The Goaltimate field is a circle 45 yards in diameter. PVC piping forms an arch (the "goal") 11 feet high and 18 feet wide at the base and is located at the front of the end zone. The end zone is a half-oval 24 feet wide and 24 feet deep. The back of the end zone starts 2 yards from one end of the playing field. A Clear Line/Two-point line 24 yards wide and 10 yards deep at the center is located 25 yards in front of the goal. The substitution box is at one side of the field. Complete instructions on how to make a PVC set with 1" PVC, couplings, 2 pieces of Rebar and a hammer are available here
Goaltimate offensive strategy mimics that of a basketball offense's half-court set. Offensive players stand to the fore of the scoring area and make streaking cuts behind the goal. Throwers attempt to either strike through the goal, or, when this is impossible, throw the disc to an open player in position before the goal. Defenders position themselves between the offensive players and the scoring area, and attempt to minimize throwing windows by remaining aware of where the disc is and where a scoring opportunity may ensue.
Even in competitive play, defensive effort against a team trying to clear the disc is often token, as defenders will take the opportunity to rest or position themselves to prevent the two-point play. The soaring passes and long, streaking cuts familiar to observers of ultimate are typically only present in goaltimate games during the clear. The exception to lax defense on the clear is when a team gains possession well beyond the goal, as it becomes advantageous to leave the thrower unguarded, and double-team any cuts that are coming toward the thrower, similar to guarding an in-bounds pass after a score in a full-court press in basketball. Passing is typically quick, with short and fast cuts.
Turnovers occur with greater regularity in goaltimate than ultimate. Scores are frequently achieved in a burst of several in a row, when fatigued defenders find themselves merely chasing their assigned offensive players but unable to safely substitute out.
Goaltimate requires a hoop to play. This might seem daunting to casual folks, but kits are easy to make and setup can be done in about the same time it takes to set up an ultimate field. The official goaltimate hoops are UV protected PVC ($200 for a 'kit'). Discussion of creating PVC hoops for around $30 can be found here. Usually rebar stakes are used to support the hoop on a grass field.
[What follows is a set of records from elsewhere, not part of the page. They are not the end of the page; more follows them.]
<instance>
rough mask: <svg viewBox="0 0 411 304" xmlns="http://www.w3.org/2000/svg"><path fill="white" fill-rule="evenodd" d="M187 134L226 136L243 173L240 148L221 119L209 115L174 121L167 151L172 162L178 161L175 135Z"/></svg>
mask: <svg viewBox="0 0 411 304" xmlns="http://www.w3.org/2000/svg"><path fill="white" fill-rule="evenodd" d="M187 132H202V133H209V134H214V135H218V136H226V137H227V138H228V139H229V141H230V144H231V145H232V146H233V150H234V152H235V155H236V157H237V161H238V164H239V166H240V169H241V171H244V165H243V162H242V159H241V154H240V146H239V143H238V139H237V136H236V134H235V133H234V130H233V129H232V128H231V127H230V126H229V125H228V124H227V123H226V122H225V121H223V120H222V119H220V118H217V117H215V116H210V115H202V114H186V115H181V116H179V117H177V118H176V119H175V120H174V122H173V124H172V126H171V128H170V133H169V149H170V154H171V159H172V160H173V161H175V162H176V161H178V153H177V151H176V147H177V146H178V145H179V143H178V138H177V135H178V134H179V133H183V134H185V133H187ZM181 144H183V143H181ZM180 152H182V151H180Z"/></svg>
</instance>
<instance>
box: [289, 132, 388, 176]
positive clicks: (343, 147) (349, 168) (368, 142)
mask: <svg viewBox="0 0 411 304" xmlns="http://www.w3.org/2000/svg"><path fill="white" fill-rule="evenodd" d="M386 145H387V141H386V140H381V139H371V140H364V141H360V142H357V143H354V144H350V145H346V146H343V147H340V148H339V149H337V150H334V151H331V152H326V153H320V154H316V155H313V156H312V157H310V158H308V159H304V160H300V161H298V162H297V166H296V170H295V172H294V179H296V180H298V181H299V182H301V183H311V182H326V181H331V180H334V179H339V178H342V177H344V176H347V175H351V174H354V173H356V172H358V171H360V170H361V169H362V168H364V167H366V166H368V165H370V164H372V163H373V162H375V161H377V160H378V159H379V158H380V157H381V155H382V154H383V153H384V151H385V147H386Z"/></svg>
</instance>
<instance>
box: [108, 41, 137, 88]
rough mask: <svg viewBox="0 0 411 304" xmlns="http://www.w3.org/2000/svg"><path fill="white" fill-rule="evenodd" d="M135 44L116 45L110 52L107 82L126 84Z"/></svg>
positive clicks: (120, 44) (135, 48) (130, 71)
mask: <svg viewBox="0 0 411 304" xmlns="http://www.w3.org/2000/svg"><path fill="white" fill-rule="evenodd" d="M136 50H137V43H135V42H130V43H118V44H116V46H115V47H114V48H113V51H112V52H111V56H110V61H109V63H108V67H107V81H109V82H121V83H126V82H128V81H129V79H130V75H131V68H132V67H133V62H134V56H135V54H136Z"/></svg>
Goaltimate can also be played indoors. One setup used successfully was to put high-friction mats on a gym floor. On top of that were placed heavy cast iron Christmas tree stands. In the stands was fastened vertically 3.5 feet of 1.25 PVC, into which the normal hoop slid. In order to keep the hoop stationary, a bag of rocksalt was placed on each tree stand.
Low-profile cones are used to demarcate the end zone and clear lines. Often the round field is changed to a square or rectangle shape to ease setup (or goaltimate is played with no boundaries).